野崎三郎在绘制《沉睡水底的妖女》的间隙,像是必修课一样,总要到森林中那无底池沼旁溜达一下。那天,也就是他听到奇异摇篮曲,看到消失在黑暗中的女人后背的那一晚之后的第三天傍晚,他又照常蹲在池沼边,凝视着一动不动的水面,陷入了无尽的思念中。

巨大的树梢上,如火焰般通红的嫩叶层层叠叠,其倒影点缀着沼面,一动不动,形成了一个巨大无比的梦幻剧的舞台。从眼前的嫩芽处,薄雾及烦人的初夏气息,掠过三郎渗汗的身体,浮现出已故恋人的一副幻象,桃色的云之女,踏着树梢,覆盖着池沼,在他的头顶上疯狂地蠕动着。

忽然,传来一阵奇妙的声音。如森林中小鸟的轻啼,也好像是三郎自身的耳鸣。这一不知来由的声响如微风般出现、消失,消失、出现。

“啊!还是摇篮曲。”

三郎如梦中醒来一样,出神地听着这奇怪、久违的歌声。唱歌的人穿过树梢,一步一步,走到三郎的身后。他故意不回头,依旧盯着池沼表面。

“这次总算逮到你了。”

当时他正好蹲在灌木从中,竖着耳朵纹丝不动,那样子就像屏息等待猎物靠近一样。

五分钟,十分钟过去了,唱歌之人的脚步迟迟没有向前。就在三郎等得不耐烦,即将跃身跳出丛林时,传来一阵呜呜声,一阵让人骨悚然的异样呻吟声,与此同时,摇篮曲也嘎然而止。
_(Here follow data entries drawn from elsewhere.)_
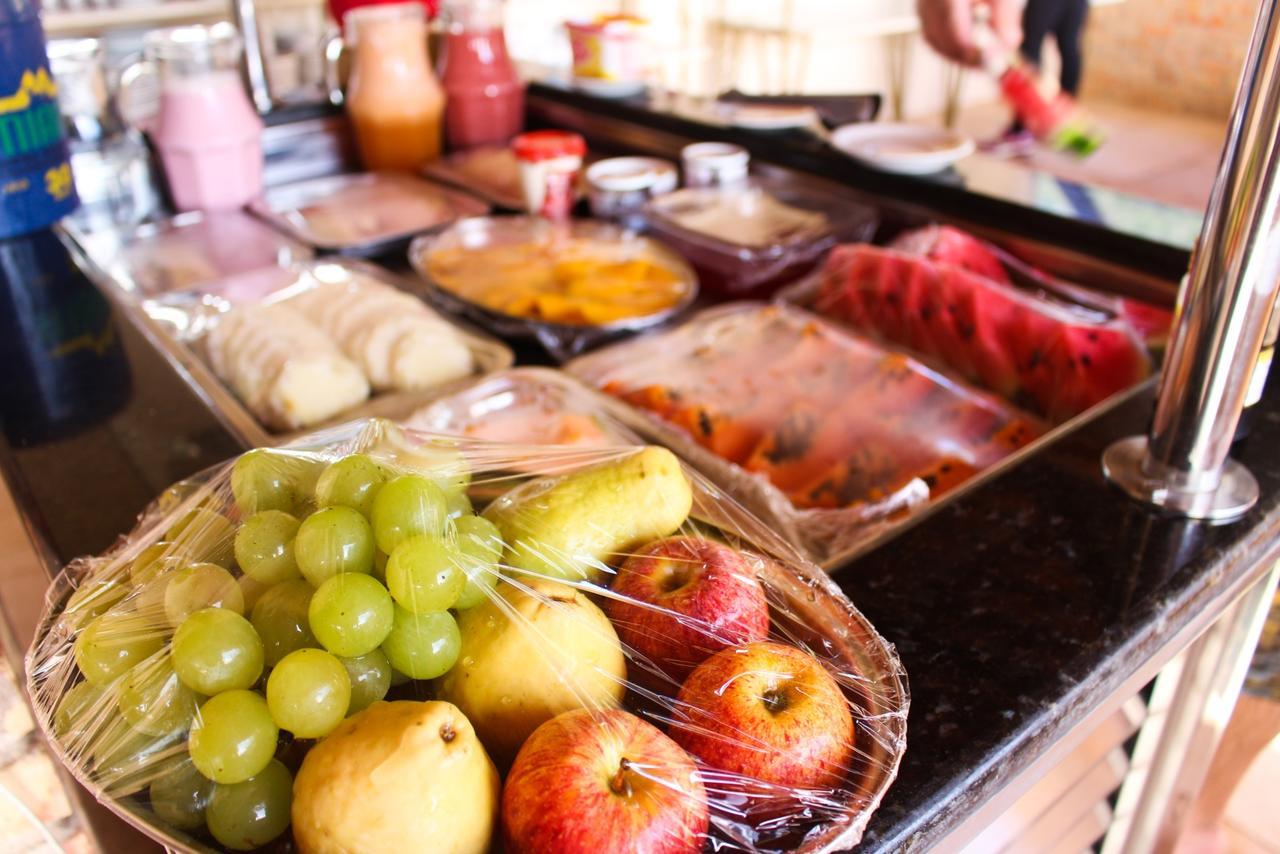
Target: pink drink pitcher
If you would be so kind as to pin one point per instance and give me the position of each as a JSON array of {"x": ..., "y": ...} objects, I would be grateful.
[{"x": 206, "y": 129}]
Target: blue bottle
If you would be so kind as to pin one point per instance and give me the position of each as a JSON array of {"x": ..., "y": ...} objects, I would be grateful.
[{"x": 36, "y": 187}]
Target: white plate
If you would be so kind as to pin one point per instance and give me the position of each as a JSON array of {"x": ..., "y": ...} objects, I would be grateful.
[
  {"x": 608, "y": 88},
  {"x": 767, "y": 117},
  {"x": 906, "y": 149}
]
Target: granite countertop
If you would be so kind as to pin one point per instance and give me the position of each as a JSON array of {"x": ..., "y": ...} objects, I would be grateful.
[{"x": 1016, "y": 607}]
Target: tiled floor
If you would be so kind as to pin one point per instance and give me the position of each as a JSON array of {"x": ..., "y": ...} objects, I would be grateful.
[{"x": 1156, "y": 155}]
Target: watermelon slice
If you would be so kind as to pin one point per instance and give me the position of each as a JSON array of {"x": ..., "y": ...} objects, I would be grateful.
[
  {"x": 1038, "y": 352},
  {"x": 954, "y": 247},
  {"x": 949, "y": 245}
]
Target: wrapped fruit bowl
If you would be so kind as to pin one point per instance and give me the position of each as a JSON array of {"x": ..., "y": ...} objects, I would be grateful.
[{"x": 375, "y": 638}]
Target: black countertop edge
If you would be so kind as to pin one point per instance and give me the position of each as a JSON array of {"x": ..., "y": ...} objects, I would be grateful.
[
  {"x": 945, "y": 195},
  {"x": 1034, "y": 601}
]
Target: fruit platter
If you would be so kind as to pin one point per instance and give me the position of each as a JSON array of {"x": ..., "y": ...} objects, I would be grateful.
[{"x": 375, "y": 636}]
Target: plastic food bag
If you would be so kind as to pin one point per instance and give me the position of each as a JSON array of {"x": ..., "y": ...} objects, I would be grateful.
[
  {"x": 1054, "y": 357},
  {"x": 840, "y": 434},
  {"x": 611, "y": 654}
]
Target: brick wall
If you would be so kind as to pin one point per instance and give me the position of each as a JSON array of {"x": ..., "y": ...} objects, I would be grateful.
[{"x": 1182, "y": 55}]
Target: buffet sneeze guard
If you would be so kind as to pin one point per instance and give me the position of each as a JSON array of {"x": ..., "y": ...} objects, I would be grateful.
[{"x": 1182, "y": 466}]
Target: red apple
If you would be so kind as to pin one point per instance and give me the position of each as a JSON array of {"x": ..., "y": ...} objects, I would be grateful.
[
  {"x": 768, "y": 712},
  {"x": 684, "y": 599},
  {"x": 603, "y": 780}
]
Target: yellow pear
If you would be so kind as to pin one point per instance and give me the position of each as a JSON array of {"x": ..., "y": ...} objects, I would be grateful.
[
  {"x": 570, "y": 526},
  {"x": 400, "y": 776},
  {"x": 534, "y": 651}
]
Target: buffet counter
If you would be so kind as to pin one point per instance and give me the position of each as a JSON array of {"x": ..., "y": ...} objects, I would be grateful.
[{"x": 1028, "y": 610}]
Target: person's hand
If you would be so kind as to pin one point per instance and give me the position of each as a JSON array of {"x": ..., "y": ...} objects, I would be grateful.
[{"x": 947, "y": 26}]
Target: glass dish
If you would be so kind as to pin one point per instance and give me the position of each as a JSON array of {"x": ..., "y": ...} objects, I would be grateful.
[
  {"x": 749, "y": 241},
  {"x": 362, "y": 214},
  {"x": 531, "y": 266},
  {"x": 190, "y": 251}
]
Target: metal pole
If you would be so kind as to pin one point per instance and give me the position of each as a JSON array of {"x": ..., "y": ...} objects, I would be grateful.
[
  {"x": 254, "y": 64},
  {"x": 1221, "y": 319}
]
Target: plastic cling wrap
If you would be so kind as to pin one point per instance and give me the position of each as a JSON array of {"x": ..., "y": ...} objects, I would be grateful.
[
  {"x": 376, "y": 638},
  {"x": 526, "y": 406},
  {"x": 841, "y": 435}
]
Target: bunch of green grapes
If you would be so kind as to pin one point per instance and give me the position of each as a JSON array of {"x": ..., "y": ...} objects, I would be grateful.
[{"x": 348, "y": 575}]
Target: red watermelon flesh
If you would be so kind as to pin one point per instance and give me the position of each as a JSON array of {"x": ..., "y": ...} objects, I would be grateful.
[
  {"x": 1082, "y": 366},
  {"x": 1150, "y": 322},
  {"x": 1040, "y": 354},
  {"x": 949, "y": 245},
  {"x": 954, "y": 247}
]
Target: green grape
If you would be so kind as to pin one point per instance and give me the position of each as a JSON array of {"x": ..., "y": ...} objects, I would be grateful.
[
  {"x": 457, "y": 503},
  {"x": 248, "y": 814},
  {"x": 151, "y": 562},
  {"x": 425, "y": 574},
  {"x": 251, "y": 590},
  {"x": 197, "y": 587},
  {"x": 181, "y": 797},
  {"x": 216, "y": 651},
  {"x": 481, "y": 547},
  {"x": 264, "y": 547},
  {"x": 352, "y": 482},
  {"x": 309, "y": 693},
  {"x": 280, "y": 620},
  {"x": 204, "y": 535},
  {"x": 370, "y": 679},
  {"x": 77, "y": 709},
  {"x": 154, "y": 700},
  {"x": 91, "y": 599},
  {"x": 423, "y": 645},
  {"x": 233, "y": 736},
  {"x": 272, "y": 480},
  {"x": 332, "y": 540},
  {"x": 406, "y": 507},
  {"x": 114, "y": 643},
  {"x": 351, "y": 613}
]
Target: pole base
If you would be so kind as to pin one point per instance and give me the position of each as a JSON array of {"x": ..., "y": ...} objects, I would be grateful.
[{"x": 1237, "y": 492}]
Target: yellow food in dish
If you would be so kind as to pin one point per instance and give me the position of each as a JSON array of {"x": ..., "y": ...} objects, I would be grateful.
[{"x": 575, "y": 282}]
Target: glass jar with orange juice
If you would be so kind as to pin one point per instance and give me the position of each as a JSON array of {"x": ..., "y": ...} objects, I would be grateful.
[{"x": 393, "y": 99}]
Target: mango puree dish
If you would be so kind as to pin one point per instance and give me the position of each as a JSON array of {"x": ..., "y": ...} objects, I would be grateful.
[{"x": 556, "y": 278}]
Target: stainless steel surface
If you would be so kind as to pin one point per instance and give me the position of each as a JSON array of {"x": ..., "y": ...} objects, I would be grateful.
[
  {"x": 1224, "y": 311},
  {"x": 1189, "y": 707},
  {"x": 254, "y": 65}
]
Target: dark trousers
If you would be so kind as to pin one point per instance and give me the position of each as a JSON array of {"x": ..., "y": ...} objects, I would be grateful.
[{"x": 1064, "y": 19}]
三郎一瞬间愣住了,随即朝森林中跑去。循着刚才发出声响的地方穿过一个又一个树干。森林中已经开始黑下来。这又让他联想到搜寻蝶时的情景。一种无名的战栗掠过他的脊梁。

跑到应该是声响发出的地方时,没有看见任何人,也没有曾来过人的迹象。暂且不论这唱摇篮曲的人是谁,光这一点就与蝶失踪时的情况非常怪的吻合。当时蝶失踪时,有滑入池沼的迹象,而刚才的呻吟声恐怕未必是什么不祥之兆。但当他在森林中到处乱转时,三郎又觉得那声响可能就是一种告知凶讯的信号。

突然,三郎发现脚下的草丛里有一个白色的东西,用脚一踢,原来是一块叠得小小的手帕。那里正是三郎觉得摇篮曲消失的地方。三郎一边想着刚才数度从这里经过为何没有发现,一边弯腰拾起手帕一看,那是一块小圆点花案、簇新的手绢。这究竟是唱摇篮曲的人丢下的,还是村里人路过时遗失的?从它没有被森林中的朝露打湿的痕迹推测,它遗落此处恐怕是今天之内的事情。在这个没有路的森林中,除了他野崎三郎、唱摇篮曲的人,还会有谁来了?三郎想着这块手帕所预示着的含义,将这意想不到的收获作为慰藉,决定暂时先离开黑暗近的森林,回宾馆去。

他在回副楼之前,先顺便去了稻山宾馆的主楼,将事情的前前后后告诉了老板。但老板也没有多讲,只是歪着脑袋觉得不可思议。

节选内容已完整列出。